Hi Kay, can you tell us about your background and this new role in UK DRI HQ?
I’m a cancer biologist by training, but since my PhD I have worked in the pharmaceutical and investment space. Most recently my work involved technology scouting, evaluation and acquisition – the other side of the negotiating table to the UK DRI!
This new role at the UK DRI is all about helping realise the institute’s vision about getting research to impact patients sooner. I’ll be building a small team, and together we’ll be supporting translation and commercialisation, such as strategic collaborations with industry partners, intellectual property identification and protection, spin-out formation, licensing deals, proof of concept studies, and early stage clinical trials. We’ll also be working closely with host university contracts and tech transfer offices where necessary.
There are currently no effective therapeutics for dementia. How have you found the appetite for investment in this notoriously tricky research area?
From a purely financial return scenario - aside from the obviously huge patient benefit - it is an extremely attractive area because of large patient numbers, long term interventions, and virtually no effective treatments already on the market that new treatments would need to displace.
However, this high reward is offset by the significant scientific risks associated with the area. As every UK DRI researcher knows, the brain isn’t an easy system to work in, the area has been chronically underfunded for years, and there are some very high-profile clinical failures.
I’m optimistic as there still remain some very committed pharmaceutical companies, venture capitals and other investors in this space, where I will initially be focusing my efforts. I also hope that new advances in the field, such as our understanding of the importance of the immune system and earlier biomarkers, are renewing interest in this critically important area.

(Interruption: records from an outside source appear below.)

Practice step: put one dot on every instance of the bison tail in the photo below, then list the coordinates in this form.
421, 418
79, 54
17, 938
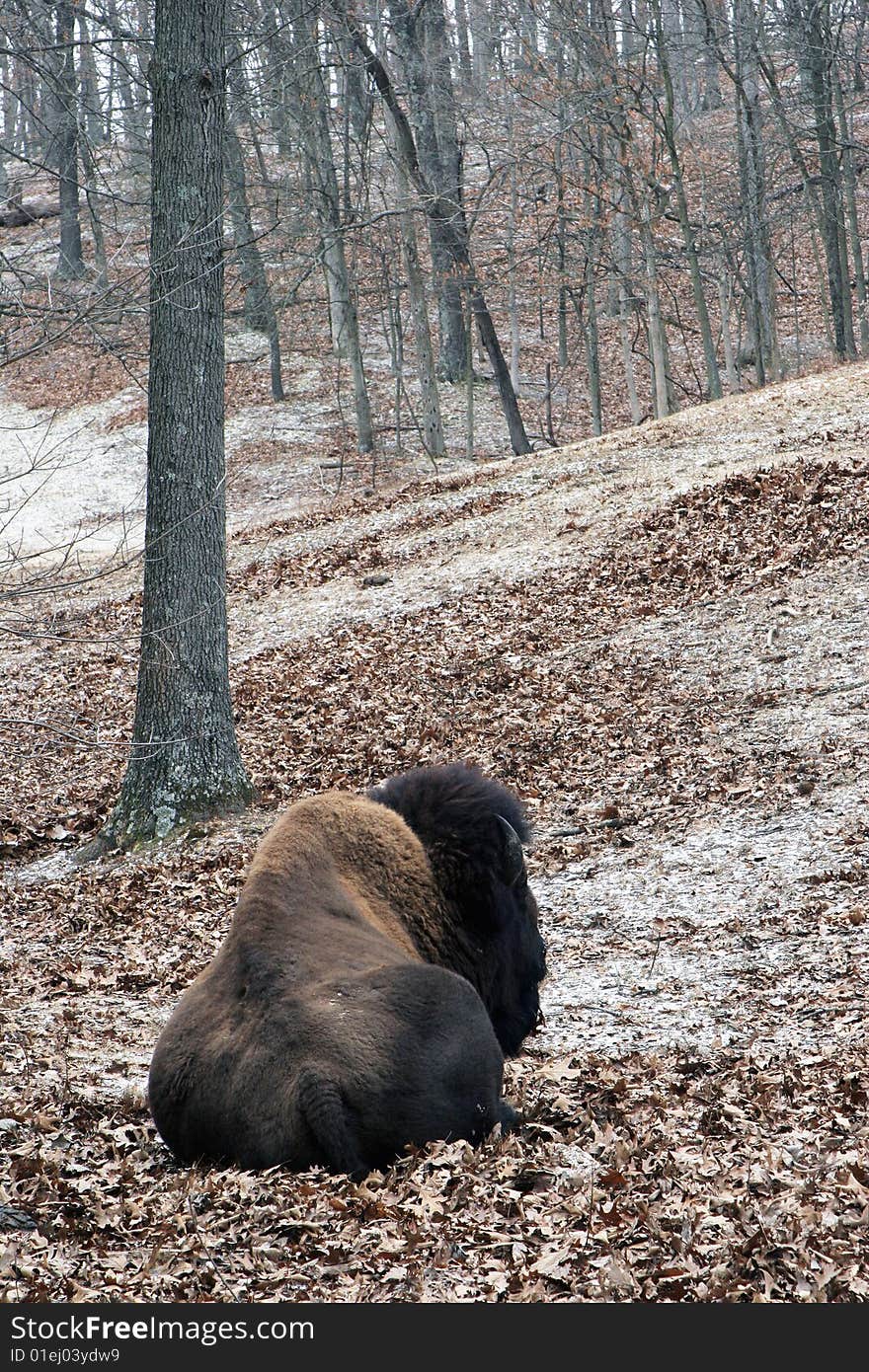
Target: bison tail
326, 1115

What are the three most common misconceptions about translation that you have come across?
I think people are unaware that a large proportion of people working in industry have come from an academic background and are excellent scientists in their own right.
There is huge value in industry collaboration beyond funding. For instance, you may gain new perspectives on your work and access to sophisticated new equipment, technology, reagents and models.
Translation is far more than just drugs. It’s important that early career researchers are aware that you can also commercialise a wide range of products including protocols, biomarkers, algorithms and new technologies.
What advice would you give academics looking to maximise the potential of their research?
When attending conferences, my first tip would be to engage and speak to industry scientists. You’ll know where confidentiality lies in your research, so you can keep these discussions quite broad if needed.
I would also advise academics to ask colleagues when they’ve previously engaged with industry, their experiences and even for an introduction if appropriate.
How can researchers learn more about translation and their research?
I will be running an event series focused on key topics in translation and commercialisation. The first event is scheduled for 25 March on the broad topics of 'How to work with Industry’. We also have summer plans for a more specific seminar on identifying when you have intellectual property.
I am also very happy to speak to any researchers if they have questions. My contact details can be found on my UK DRI profile.